I've been seeing teasers for this hit Korean musical on the subway monitors since I got here three weeks ago, and have wondered idly if I should try to see it. One thing that makes it interesting is that the play, which spawned a sequel, is not a translation of a Western play but an original Korean work. But then something occurred to me: there are no Caucasian actors in it. Holmes and all the other, supposedly English characters are being played by Koreans.
This does not in fact bother me. But it brought back memories of controversies in American theater and movies over the casting of Caucasian actors to play Asian characters. I have mixed feelings about these controversies. In the case of Miss Saigon, there were objections to the way Asian characters were depicted, but in that case wouldn't it be better to have them played by whites rather than have Asian actors sully their principles by playing racist depictions of Their People? These complaints just confused the issue. There were ample absurdities from the show's defenders, of course, such as the claim that there just weren't enough good Asian (or Asian-American or Asian-British) actors to play the parts. (Something like that was a rationalization for the use of boy actors to play female characters in Shakespeare's day.) I think that excuse is not likely to fly anymore (though some still try, like the producers of the TV movie Earthsea), as more and more actors of Asian descent have found work in American media.
But there's something more going in these objections, I think: a deep-rooted literalism that demands that the theater and movies, far from being the Kingdom of Fantasy we hear so much about, must be realistic. This may carry more weight in film, where the camera gets right up in the actor's face, and the kind of "facial prostheses" used in Miss Saigon won't convince. Though we still get a Caucasian actress playing a probably "Asian" character in The Hunger Games by darkening her hair and hoping for the best. And there's also the question in a world full of multiracial people (who tend to make racists of all colors uncomfortable) of who's white and who's not. There were people who complained that the hero of The Matrix was played by a white actor while characters of color were delegated to supporting roles, and who had to be reminded that Keanu Reeves has Native Hawaiian, Chinese, English, Irish, and Portuguese ancestry.
Another even more literal form of this literalism was the reaction to a Coke commercial made for the Superbowl, in which the song "America the Beautiful" was sung by people in a variety of languages.
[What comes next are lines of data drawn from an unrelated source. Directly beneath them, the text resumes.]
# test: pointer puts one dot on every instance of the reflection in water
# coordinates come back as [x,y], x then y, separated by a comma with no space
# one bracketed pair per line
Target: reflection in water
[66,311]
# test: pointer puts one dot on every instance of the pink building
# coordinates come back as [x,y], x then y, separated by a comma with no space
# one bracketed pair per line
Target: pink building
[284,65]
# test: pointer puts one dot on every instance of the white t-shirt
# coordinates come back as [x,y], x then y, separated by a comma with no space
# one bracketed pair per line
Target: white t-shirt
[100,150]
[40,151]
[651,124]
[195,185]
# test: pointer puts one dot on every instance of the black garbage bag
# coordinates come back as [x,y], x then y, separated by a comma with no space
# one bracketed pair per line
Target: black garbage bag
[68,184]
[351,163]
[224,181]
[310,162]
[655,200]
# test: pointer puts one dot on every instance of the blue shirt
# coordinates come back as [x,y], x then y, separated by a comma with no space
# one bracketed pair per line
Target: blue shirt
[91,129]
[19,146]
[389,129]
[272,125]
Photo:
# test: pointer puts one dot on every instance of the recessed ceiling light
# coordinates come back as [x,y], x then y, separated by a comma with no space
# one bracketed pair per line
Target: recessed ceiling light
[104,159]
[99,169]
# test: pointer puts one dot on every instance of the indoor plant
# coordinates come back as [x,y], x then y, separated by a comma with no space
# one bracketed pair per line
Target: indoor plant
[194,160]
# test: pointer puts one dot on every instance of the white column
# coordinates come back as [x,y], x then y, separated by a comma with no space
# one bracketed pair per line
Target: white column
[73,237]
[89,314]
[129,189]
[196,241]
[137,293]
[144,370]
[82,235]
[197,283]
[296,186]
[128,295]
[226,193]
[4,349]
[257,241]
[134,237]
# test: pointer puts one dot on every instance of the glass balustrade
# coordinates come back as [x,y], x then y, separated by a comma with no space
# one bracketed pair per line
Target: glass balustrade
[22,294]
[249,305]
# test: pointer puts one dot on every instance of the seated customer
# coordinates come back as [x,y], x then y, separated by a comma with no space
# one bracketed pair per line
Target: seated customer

Although this song has no official status -- it's not the national anthem or anything, though apparently many believe it is -- many people felt that it was somehow defiled by being sung in languages other than English. (That it was defiled by being used in a Coke commercial during a commercial sports event seems not have entered their tiny heads.) One could point also to racist hysteria over the national anthem's being sung, again at a sports event but in English, by a young native-born American citizen of Mexican descent. It's hard to detach the gut-level racism in such reactions from considerations of power and "representation" in media, but I believe that gut-level response is almost always a factor.
On stage, though, it's a different matter. You can mix up the "races" quite nicely, and you can have divas of sub-Saharan descent playing ancient Egyptian (which is to say, supra-Saharan) royalty. You can have men playing women and women playing men, straights playing gays and vice versa, for all sorts of reasons. If a play is racist, it would better to argue that no one should act in it than to demand that parity requires that only an Asian actor should play a racist caricature of a "half-caste."
Me, I'm delighted to see Koreans engaged in the kind of cultural appropriation that gave us Sherlock and Sherlock 2, with Korean actors playing Victorian Brits. But those who object to whites playing Asian characters should take notice, and come up with some reasons why this doesn't bother them.